# Dewalt DWS 708 versus Dewalt DWS 780...which one is better?



## Too_Many_Tools (Aug 15, 2014)

I have a NOS Dewalt DWS 708 saw and now have the opportunity to buy a new Dewalt DWS 780 saw.

Which is the better saw?

Thanks for your comments.


----------



## Too_Many_Tools (Aug 15, 2014)

LOL..not even ONE reply.

Am I the only one who owns a Dewalt CSMS? ;<)

So again…which one is better?
Thanks


----------



## PLK (Feb 11, 2014)

chances are no one has owned both, I would rephrase your question.

Paul


----------



## MikesProjects (Mar 11, 2013)

i would upgrade , the708 is way older.

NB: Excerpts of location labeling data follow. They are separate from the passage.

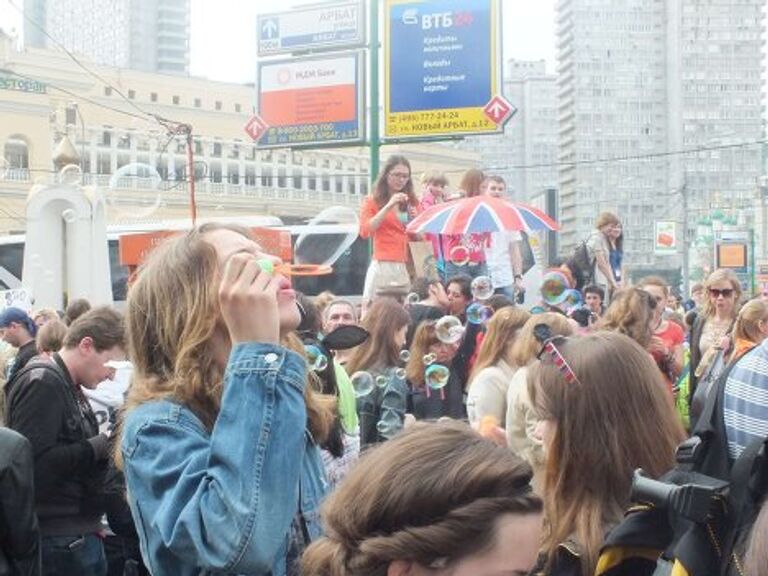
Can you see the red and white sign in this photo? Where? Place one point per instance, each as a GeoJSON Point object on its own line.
{"type": "Point", "coordinates": [499, 110]}
{"type": "Point", "coordinates": [256, 127]}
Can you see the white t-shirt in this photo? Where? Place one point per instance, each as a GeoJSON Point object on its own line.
{"type": "Point", "coordinates": [498, 257]}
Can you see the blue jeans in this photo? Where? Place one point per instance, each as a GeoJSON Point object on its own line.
{"type": "Point", "coordinates": [472, 270]}
{"type": "Point", "coordinates": [81, 554]}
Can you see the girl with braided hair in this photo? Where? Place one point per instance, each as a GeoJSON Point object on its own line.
{"type": "Point", "coordinates": [437, 499]}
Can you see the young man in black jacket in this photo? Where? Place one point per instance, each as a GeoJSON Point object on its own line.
{"type": "Point", "coordinates": [48, 406]}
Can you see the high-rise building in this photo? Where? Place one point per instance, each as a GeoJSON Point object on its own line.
{"type": "Point", "coordinates": [526, 153]}
{"type": "Point", "coordinates": [639, 79]}
{"type": "Point", "coordinates": [147, 35]}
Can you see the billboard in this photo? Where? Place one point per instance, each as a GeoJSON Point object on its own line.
{"type": "Point", "coordinates": [312, 101]}
{"type": "Point", "coordinates": [442, 74]}
{"type": "Point", "coordinates": [339, 25]}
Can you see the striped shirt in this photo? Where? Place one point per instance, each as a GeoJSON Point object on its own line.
{"type": "Point", "coordinates": [745, 402]}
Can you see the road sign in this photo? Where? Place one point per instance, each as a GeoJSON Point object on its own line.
{"type": "Point", "coordinates": [442, 68]}
{"type": "Point", "coordinates": [339, 25]}
{"type": "Point", "coordinates": [312, 100]}
{"type": "Point", "coordinates": [256, 127]}
{"type": "Point", "coordinates": [499, 110]}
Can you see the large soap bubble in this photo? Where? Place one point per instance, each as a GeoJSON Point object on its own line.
{"type": "Point", "coordinates": [328, 235]}
{"type": "Point", "coordinates": [134, 192]}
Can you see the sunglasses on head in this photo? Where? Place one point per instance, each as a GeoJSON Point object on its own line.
{"type": "Point", "coordinates": [724, 292]}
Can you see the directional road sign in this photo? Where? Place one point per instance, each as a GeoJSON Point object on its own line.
{"type": "Point", "coordinates": [443, 68]}
{"type": "Point", "coordinates": [330, 26]}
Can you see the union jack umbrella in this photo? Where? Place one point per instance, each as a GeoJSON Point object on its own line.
{"type": "Point", "coordinates": [480, 214]}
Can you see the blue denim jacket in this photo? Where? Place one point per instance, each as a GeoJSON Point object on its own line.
{"type": "Point", "coordinates": [223, 501]}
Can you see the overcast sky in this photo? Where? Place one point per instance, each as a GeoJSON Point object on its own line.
{"type": "Point", "coordinates": [224, 34]}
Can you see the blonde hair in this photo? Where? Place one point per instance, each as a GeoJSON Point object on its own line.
{"type": "Point", "coordinates": [527, 346]}
{"type": "Point", "coordinates": [601, 435]}
{"type": "Point", "coordinates": [503, 329]}
{"type": "Point", "coordinates": [720, 275]}
{"type": "Point", "coordinates": [630, 313]}
{"type": "Point", "coordinates": [747, 326]}
{"type": "Point", "coordinates": [393, 507]}
{"type": "Point", "coordinates": [172, 315]}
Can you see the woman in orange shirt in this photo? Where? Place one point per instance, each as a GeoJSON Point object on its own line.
{"type": "Point", "coordinates": [383, 217]}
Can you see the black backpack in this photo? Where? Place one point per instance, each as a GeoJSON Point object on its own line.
{"type": "Point", "coordinates": [580, 264]}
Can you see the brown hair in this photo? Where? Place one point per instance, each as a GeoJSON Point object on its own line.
{"type": "Point", "coordinates": [383, 319]}
{"type": "Point", "coordinates": [104, 325]}
{"type": "Point", "coordinates": [720, 275]}
{"type": "Point", "coordinates": [50, 336]}
{"type": "Point", "coordinates": [747, 326]}
{"type": "Point", "coordinates": [381, 188]}
{"type": "Point", "coordinates": [527, 346]}
{"type": "Point", "coordinates": [630, 313]}
{"type": "Point", "coordinates": [756, 559]}
{"type": "Point", "coordinates": [616, 417]}
{"type": "Point", "coordinates": [502, 331]}
{"type": "Point", "coordinates": [173, 312]}
{"type": "Point", "coordinates": [471, 182]}
{"type": "Point", "coordinates": [393, 507]}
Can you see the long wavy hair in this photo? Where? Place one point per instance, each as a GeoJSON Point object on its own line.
{"type": "Point", "coordinates": [172, 315]}
{"type": "Point", "coordinates": [503, 330]}
{"type": "Point", "coordinates": [383, 319]}
{"type": "Point", "coordinates": [613, 418]}
{"type": "Point", "coordinates": [381, 191]}
{"type": "Point", "coordinates": [392, 506]}
{"type": "Point", "coordinates": [631, 313]}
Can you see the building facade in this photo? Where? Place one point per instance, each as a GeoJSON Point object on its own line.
{"type": "Point", "coordinates": [640, 79]}
{"type": "Point", "coordinates": [147, 35]}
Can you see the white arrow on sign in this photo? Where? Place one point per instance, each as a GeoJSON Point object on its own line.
{"type": "Point", "coordinates": [269, 29]}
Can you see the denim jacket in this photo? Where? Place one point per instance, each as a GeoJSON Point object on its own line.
{"type": "Point", "coordinates": [224, 501]}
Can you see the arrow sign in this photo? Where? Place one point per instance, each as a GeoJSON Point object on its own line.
{"type": "Point", "coordinates": [499, 110]}
{"type": "Point", "coordinates": [256, 127]}
{"type": "Point", "coordinates": [269, 29]}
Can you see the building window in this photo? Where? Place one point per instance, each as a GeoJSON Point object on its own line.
{"type": "Point", "coordinates": [16, 152]}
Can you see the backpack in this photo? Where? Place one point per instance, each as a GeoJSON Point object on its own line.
{"type": "Point", "coordinates": [581, 265]}
{"type": "Point", "coordinates": [695, 520]}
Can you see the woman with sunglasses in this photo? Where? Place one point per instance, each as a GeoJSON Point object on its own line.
{"type": "Point", "coordinates": [602, 413]}
{"type": "Point", "coordinates": [722, 291]}
{"type": "Point", "coordinates": [383, 218]}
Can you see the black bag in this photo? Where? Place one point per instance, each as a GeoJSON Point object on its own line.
{"type": "Point", "coordinates": [582, 267]}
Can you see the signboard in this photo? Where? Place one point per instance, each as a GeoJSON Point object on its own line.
{"type": "Point", "coordinates": [442, 72]}
{"type": "Point", "coordinates": [312, 100]}
{"type": "Point", "coordinates": [340, 25]}
{"type": "Point", "coordinates": [665, 238]}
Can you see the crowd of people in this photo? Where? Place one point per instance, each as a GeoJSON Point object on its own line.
{"type": "Point", "coordinates": [226, 424]}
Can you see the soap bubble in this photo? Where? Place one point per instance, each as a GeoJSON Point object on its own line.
{"type": "Point", "coordinates": [71, 175]}
{"type": "Point", "coordinates": [362, 383]}
{"type": "Point", "coordinates": [478, 313]}
{"type": "Point", "coordinates": [459, 255]}
{"type": "Point", "coordinates": [69, 215]}
{"type": "Point", "coordinates": [328, 235]}
{"type": "Point", "coordinates": [449, 329]}
{"type": "Point", "coordinates": [436, 376]}
{"type": "Point", "coordinates": [482, 288]}
{"type": "Point", "coordinates": [134, 191]}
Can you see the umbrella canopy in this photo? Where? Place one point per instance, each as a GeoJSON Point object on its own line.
{"type": "Point", "coordinates": [480, 214]}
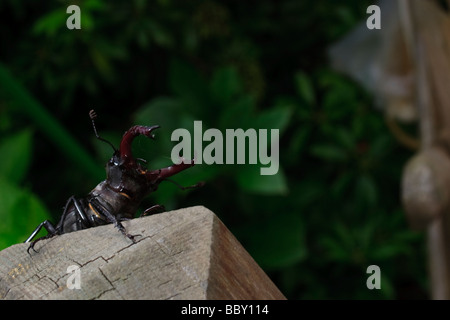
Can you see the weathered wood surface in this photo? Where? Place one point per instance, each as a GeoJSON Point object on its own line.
{"type": "Point", "coordinates": [182, 254]}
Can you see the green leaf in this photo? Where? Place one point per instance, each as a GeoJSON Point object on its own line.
{"type": "Point", "coordinates": [366, 190]}
{"type": "Point", "coordinates": [50, 23]}
{"type": "Point", "coordinates": [305, 88]}
{"type": "Point", "coordinates": [329, 152]}
{"type": "Point", "coordinates": [189, 85]}
{"type": "Point", "coordinates": [225, 84]}
{"type": "Point", "coordinates": [17, 153]}
{"type": "Point", "coordinates": [274, 118]}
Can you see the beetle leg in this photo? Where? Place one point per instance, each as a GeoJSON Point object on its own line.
{"type": "Point", "coordinates": [157, 208]}
{"type": "Point", "coordinates": [79, 210]}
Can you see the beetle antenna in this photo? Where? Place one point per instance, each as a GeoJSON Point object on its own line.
{"type": "Point", "coordinates": [93, 115]}
{"type": "Point", "coordinates": [197, 185]}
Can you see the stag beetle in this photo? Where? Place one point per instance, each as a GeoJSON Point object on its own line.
{"type": "Point", "coordinates": [118, 197]}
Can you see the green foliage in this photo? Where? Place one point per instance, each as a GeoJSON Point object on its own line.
{"type": "Point", "coordinates": [333, 208]}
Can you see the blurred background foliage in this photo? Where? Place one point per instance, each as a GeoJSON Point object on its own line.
{"type": "Point", "coordinates": [331, 211]}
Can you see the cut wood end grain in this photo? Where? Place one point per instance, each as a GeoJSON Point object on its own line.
{"type": "Point", "coordinates": [181, 254]}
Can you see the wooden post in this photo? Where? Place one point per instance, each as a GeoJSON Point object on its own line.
{"type": "Point", "coordinates": [182, 254]}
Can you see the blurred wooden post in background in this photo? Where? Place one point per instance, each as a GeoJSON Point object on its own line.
{"type": "Point", "coordinates": [182, 254]}
{"type": "Point", "coordinates": [426, 179]}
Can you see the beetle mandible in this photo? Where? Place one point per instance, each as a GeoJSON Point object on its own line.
{"type": "Point", "coordinates": [117, 198]}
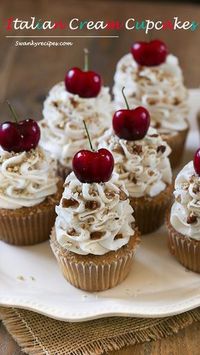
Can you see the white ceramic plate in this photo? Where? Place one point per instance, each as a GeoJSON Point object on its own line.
{"type": "Point", "coordinates": [157, 285]}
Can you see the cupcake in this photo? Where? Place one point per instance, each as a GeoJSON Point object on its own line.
{"type": "Point", "coordinates": [29, 187]}
{"type": "Point", "coordinates": [80, 97]}
{"type": "Point", "coordinates": [153, 79]}
{"type": "Point", "coordinates": [141, 160]}
{"type": "Point", "coordinates": [94, 238]}
{"type": "Point", "coordinates": [183, 221]}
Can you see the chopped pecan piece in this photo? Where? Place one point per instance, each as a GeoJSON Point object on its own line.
{"type": "Point", "coordinates": [118, 236]}
{"type": "Point", "coordinates": [122, 196]}
{"type": "Point", "coordinates": [92, 205]}
{"type": "Point", "coordinates": [196, 188]}
{"type": "Point", "coordinates": [161, 148]}
{"type": "Point", "coordinates": [109, 194]}
{"type": "Point", "coordinates": [118, 149]}
{"type": "Point", "coordinates": [96, 235]}
{"type": "Point", "coordinates": [137, 149]}
{"type": "Point", "coordinates": [191, 219]}
{"type": "Point", "coordinates": [69, 203]}
{"type": "Point", "coordinates": [71, 231]}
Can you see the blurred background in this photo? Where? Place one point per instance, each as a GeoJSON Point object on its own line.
{"type": "Point", "coordinates": [27, 73]}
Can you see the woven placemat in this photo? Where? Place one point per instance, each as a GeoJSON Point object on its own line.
{"type": "Point", "coordinates": [38, 335]}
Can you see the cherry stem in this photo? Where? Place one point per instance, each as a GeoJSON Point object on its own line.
{"type": "Point", "coordinates": [88, 136]}
{"type": "Point", "coordinates": [16, 118]}
{"type": "Point", "coordinates": [125, 99]}
{"type": "Point", "coordinates": [86, 60]}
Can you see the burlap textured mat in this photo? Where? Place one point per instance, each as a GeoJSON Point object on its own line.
{"type": "Point", "coordinates": [38, 335]}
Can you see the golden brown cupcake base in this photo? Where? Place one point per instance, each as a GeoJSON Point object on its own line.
{"type": "Point", "coordinates": [149, 212]}
{"type": "Point", "coordinates": [95, 273]}
{"type": "Point", "coordinates": [63, 171]}
{"type": "Point", "coordinates": [177, 144]}
{"type": "Point", "coordinates": [29, 225]}
{"type": "Point", "coordinates": [185, 249]}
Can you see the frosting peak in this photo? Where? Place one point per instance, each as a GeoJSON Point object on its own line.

I have lots of dewalt chop saws set up with different blades to accomplish different tasks.


----------



## Too_Many_Tools (Aug 15, 2014)

Thanks for the responses.

It is hard to rephase since I am trying to compare those two models.

Haven't there been three models in all?

Anyone else?


----------



## Too_Many_Tools (Aug 15, 2014)

Is there any other woodworking site I could post this question on that would be more productive with responses?

I really do need an answer on this.

Thanks


----------



## Too_Many_Tools (Aug 15, 2014)

Is there any other woodworking site I could post this question on that would be more productive with responses?

I really do need an answer on this.

Thanks


----------



## TheFridge (May 1, 2014)

All else fails. Buy new.


----------



## Too_Many_Tools (Aug 15, 2014)

FWIW..just found this discussion on another site.

http://www.garagejournal.com/forum/showthread.php?t=275522


----------



## AlaskaGuy (Jan 29, 2012)

https://www.youtube.com/results?search_query=DWS+780+saw

Spend some of your time with Google.


----------



## Too_Many_Tools (Aug 15, 2014)

Thanks for the replies.

I have spent hours on Google reading articles..but no one compares the two models mentioned.


----------



## JM13644 (Jan 6, 2015)

I have the 780 and I enjoy using the saw, I use it to cut longer boards, I crosscut all shorter stuff on the 66, The 780 with a good blade will give you quick nice accurate cuts, I absolutely love the led light that shows the cut line, wonderful idea I think! Last time I went to cut 45 degree angles I had some trouble fitting the joints but Then I remembered I never set the saw up properly after unboxing,


----------



## redSLED (Mar 21, 2013)

Okay, I'll jump in.

Assuming both saws are in the same condition, calibrated and work perfectly, the differences are:

- the 708 spins 300 rpm more than the 780
- the 708 is supposedly 1 lb. heavier than the 780
- the 780 was designed to have much better dust collection ability - this is very difficult to prove however
- the 780 gets criticized on many forums for having rough/too-much-resistance slide bearings, and there is no good fix for this either. Apparently DeWalt still hasn't fixed this on their latest selling 780's. I haven't read that this was an issue with the 708.
- the 780 gets the highly-acclaimed LED XPS cross cut positioning system - most owner reviews highlight this as a major usability feature
- your resale price of the 708 will be less than the 780
- you can buy the 780 with a new smell and warranty, the 708 you cannot

Aside: The 780 would be my personal 1st choice for a new CSMS purchase - if Bosch hadn't come up with their GCM12SD 'axial-glide' miter saw (the one I still want).


----------



## Too_Many_Tools (Aug 15, 2014)

Thanks for the great reply..like I said I looked long for some info and found little.

FWIW…here some info for those who would like the new light…

http://www.garagejournal.com/forum/showthread.php?t=277228&page=5


----------